Ich liege in meinem Bett, wälze mich umher. Ich rolle mich auf den Rücken und starre an die Decke. Genervt stöhne ich. Warum sehe ich, wenn ich meine Augen schließe, immer sie? So kann ich nicht schlafen! Ich setze mich auf. Meine Decke rutscht an mir runter und entblößt meine Brüste. Ich beuge mich zur rechten Seite, greife nach meiner Flasche, trinke einen Schluck. Ich schaue auf die Uhr. Es ist punkt zwei Uhr. Ich lasse die Flasche wieder zu Boden gleiten. Ob Fabi recht hat? Mag ich sie wirklich? Aber ich kenne sie ja nicht mal. Außerdem ist sie Anwältin und ich bloß Zugbegleiterin. Ein schwacher Windzug umarmt mich. Ich schaudere, blicke mich um. Meine Tür ist ein Spalt weit offen. Ich streife mir die Decke vom Leib, gehe zur Tür, schließe sie. Schnell schleiche ich wieder zu meinem Bett. Ich lege mich hin. Starre die Decke an. Es ist echt öde. Ich seufze. Ich kann auch nicht nur wach rumliegen. Ich drehe mich auf den Bauch, lecke mir über die Lippen. Ich lasse meinen Kopf ins Kissen fallen. Warum kann ich denn jetzt nicht schlafen? Ich brumme. Ich hebe meinen Kopf und schaue auf die Uhr. Drei nach zwei. Ich rolle mich wieder auf den Rücken. Ich setze mich auf, gehe zum Fenster. Draußen ist es dunkel. Der Mond scheint hell. Er ist eine Sichel. Viertelmond. Es schneit. Die Staße und Gärten sind weiß. Die Autos sind kaum noch zu erkennen. Mit Sicherheit wird morgen keiner aus seinen Häusern rauskommen. Was heißt, dass Frau Bombeck auch nicht von hier weg kommtn wird.

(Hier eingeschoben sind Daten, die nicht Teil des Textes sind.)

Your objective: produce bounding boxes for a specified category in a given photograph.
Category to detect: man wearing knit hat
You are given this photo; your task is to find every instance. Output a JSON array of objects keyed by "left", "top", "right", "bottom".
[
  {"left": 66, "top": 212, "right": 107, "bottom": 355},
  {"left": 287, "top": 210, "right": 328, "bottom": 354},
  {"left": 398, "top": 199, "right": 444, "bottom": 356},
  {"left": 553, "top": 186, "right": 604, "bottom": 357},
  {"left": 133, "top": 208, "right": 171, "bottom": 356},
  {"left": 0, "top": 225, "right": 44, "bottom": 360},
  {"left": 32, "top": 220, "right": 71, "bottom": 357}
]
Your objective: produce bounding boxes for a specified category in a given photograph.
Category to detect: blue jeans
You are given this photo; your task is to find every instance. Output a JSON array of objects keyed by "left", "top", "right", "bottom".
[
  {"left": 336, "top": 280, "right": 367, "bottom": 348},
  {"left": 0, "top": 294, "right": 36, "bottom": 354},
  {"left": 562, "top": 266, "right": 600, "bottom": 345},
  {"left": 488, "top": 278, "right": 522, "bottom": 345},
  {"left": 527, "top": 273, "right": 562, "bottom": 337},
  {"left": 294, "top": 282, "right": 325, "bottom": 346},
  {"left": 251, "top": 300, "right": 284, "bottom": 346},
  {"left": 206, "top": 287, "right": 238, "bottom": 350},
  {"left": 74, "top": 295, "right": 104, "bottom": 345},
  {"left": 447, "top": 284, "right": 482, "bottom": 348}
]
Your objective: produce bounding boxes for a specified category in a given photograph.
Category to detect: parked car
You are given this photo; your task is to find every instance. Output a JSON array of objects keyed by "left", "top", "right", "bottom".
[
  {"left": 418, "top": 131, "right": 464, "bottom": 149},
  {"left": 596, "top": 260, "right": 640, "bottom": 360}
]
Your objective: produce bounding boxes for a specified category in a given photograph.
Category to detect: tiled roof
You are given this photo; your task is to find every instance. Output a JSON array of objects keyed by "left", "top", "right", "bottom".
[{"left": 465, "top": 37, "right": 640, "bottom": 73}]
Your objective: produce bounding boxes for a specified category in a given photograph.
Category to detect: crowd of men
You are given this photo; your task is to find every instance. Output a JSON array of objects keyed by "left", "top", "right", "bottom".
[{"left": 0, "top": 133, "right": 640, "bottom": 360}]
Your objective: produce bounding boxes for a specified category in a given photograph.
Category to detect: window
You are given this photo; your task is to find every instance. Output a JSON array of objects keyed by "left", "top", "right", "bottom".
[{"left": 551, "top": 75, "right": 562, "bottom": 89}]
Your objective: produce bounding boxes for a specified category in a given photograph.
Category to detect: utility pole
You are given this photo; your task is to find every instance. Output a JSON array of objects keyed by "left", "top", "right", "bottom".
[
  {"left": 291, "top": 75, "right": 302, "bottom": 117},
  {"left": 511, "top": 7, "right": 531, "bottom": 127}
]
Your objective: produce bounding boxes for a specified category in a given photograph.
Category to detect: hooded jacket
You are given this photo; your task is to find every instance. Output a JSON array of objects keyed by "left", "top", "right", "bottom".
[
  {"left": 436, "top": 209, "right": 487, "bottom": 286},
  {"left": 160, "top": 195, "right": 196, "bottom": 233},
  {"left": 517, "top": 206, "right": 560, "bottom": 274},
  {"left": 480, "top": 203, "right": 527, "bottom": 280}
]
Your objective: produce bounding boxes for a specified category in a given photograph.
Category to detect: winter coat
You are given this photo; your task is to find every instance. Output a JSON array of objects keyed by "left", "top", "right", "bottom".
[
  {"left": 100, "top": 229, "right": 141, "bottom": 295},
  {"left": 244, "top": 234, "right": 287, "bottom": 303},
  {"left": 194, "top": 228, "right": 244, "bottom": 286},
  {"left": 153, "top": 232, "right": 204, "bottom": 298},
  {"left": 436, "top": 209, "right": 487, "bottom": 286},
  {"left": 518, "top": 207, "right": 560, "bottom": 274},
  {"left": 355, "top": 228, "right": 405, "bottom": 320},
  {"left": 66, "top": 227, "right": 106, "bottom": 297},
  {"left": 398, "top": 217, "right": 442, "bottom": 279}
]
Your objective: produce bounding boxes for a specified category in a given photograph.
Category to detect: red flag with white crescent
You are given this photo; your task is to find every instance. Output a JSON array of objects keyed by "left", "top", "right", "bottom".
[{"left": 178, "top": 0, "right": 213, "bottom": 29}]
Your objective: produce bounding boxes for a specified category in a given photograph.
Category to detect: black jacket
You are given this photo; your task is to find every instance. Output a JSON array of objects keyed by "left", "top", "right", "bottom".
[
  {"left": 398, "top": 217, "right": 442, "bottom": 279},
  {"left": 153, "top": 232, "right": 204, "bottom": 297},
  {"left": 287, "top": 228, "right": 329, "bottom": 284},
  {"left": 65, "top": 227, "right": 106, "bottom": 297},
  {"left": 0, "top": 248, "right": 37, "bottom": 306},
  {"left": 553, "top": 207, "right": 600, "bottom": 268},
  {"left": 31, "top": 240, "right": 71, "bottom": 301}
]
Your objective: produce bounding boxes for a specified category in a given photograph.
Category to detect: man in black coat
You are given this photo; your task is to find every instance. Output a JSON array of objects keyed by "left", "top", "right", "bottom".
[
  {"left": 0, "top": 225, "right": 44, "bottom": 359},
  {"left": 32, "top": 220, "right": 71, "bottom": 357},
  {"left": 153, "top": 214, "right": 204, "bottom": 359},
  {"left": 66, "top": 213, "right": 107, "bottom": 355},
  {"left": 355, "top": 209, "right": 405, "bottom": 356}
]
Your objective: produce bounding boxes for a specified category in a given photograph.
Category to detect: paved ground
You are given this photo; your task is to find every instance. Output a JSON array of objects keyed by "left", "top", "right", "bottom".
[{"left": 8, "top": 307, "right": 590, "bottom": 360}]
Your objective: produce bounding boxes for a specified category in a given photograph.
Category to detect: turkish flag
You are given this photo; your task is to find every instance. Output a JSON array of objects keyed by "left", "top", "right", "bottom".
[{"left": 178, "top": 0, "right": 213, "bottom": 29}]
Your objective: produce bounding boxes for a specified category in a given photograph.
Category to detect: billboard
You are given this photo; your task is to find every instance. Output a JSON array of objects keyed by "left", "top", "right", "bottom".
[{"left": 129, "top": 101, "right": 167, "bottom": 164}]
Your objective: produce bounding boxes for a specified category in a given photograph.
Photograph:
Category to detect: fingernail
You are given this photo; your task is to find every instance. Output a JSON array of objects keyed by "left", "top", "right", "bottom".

Eisblumen schmücken die Scheibe. Gegenüber sehe ich, wie die Haustür aufgeht. Genauso wie in dem Haus links daneben. Beide Männer kämpfen sich durch den hohen Schnee. Tore und Jan schauen sich an. Sie reden. Anscheinend ist bei ihnen der Melder los gegangen. Beide sind bei der Feuerwehr. Jan holt sein Handy raus, hält es sich ans Ohr. Tore tastet die Schneedecke ab, robbt auf sie. Ich schmunzle. Jan schaut ihn an. Er fängt an zu lachen, steckt sein Handy wieder ein. Auch er legt sich auf den Schnee. Beide robben über das dicke Weiß. Ich wende mich vom Fenster ab, gehe wieder zu meinem Bett. Ich kuschel mich in meine Decke.